A few days after the news of the “suspicious” death of a young woman named Sara Tabrizi was published, the Iranian regime’s judiciary confirmed her detention in recent months.
On March 23, reports of the “suspicious” death of Ms. Tabrizi went viral on social media
Some news sources claimed that this 20-year-old girl had died after being summoned again by the Ministry of Intelligence in mid March.
The regime’s Judiciary Media Center confirmed on March 29 that Sara Tabrizi’s father had announced on March 24 “through contact with the local police station in their residence in Shahriar County, Tehran Province, that his daughter did not wake up from sleep and apparently had passed away.”
The judiciary claimed that no summons had been issued by security or judicial authorities for Ms. Tabrizi in mid-March.
However, the judiciary confirmed the detention of Sara Tabrizi in January and claimed that on January 7, she “was detained on charges of using fake documents and passports to leave the country, and after going through the stages of the investigation, she was released on bail from prison on January 14.”
The judiciary announced in its recent report that Sara Tabrizi returned to prison after temporary release on January 14 until the time of her death, and only a “suspended imprisonment” sentence had been issued for her.
The reason for the death of this young woman has not been published yet, but the judiciary report stated that Ms.

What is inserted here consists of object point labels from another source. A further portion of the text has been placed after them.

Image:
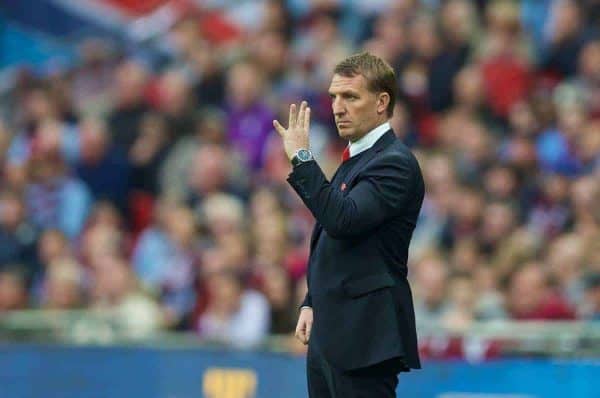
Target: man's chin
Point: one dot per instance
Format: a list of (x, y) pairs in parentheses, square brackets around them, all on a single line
[(345, 132)]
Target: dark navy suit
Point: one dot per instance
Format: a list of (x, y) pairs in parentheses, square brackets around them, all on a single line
[(357, 273)]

Tabrizi’s father had announced that “his daughter had been transferred to the hospital the night before her death due to feeling unwell and had been under treatment.”
This is not the first time that news of the death of a prisoner has been published after their release.
During the nationwide protests in 2022 and thereafter, numerous reports about the “suspicious” deaths of some detained protesters after their release were published, including the deaths of Maryam Arvin and Yalda Agha-Fazli, a protester residing in Tehran.
Furthermore, some protesters ended their lives due to physical and psychological pressures resulting from interrogation and torture.
Some of Sara Tabrizi’s fellow inmates say her death “regardless of how it occurred, is the responsibility of the government.”
In this letter, signed by several well-known political prisoners in the women’s ward of notorious Evin Prison, it is stated that during the week Sara Tabrizi was in the women’s ward, she was seen terrified and nervous.
Based on this, Ms. Tabrizi described her loneliness in solitary confinement and “her fear of the realization of interrogation threats,” and according to her, after three nights of detention in solitary confinement in Section 209 of the Ministry of Intelligence in Evin prison, she was transferred to the infirmary due to severe palpitations and nervous attacks but was still under pressure during interrogation that if she did not “cooperate,” she would be returned to solitary confinement.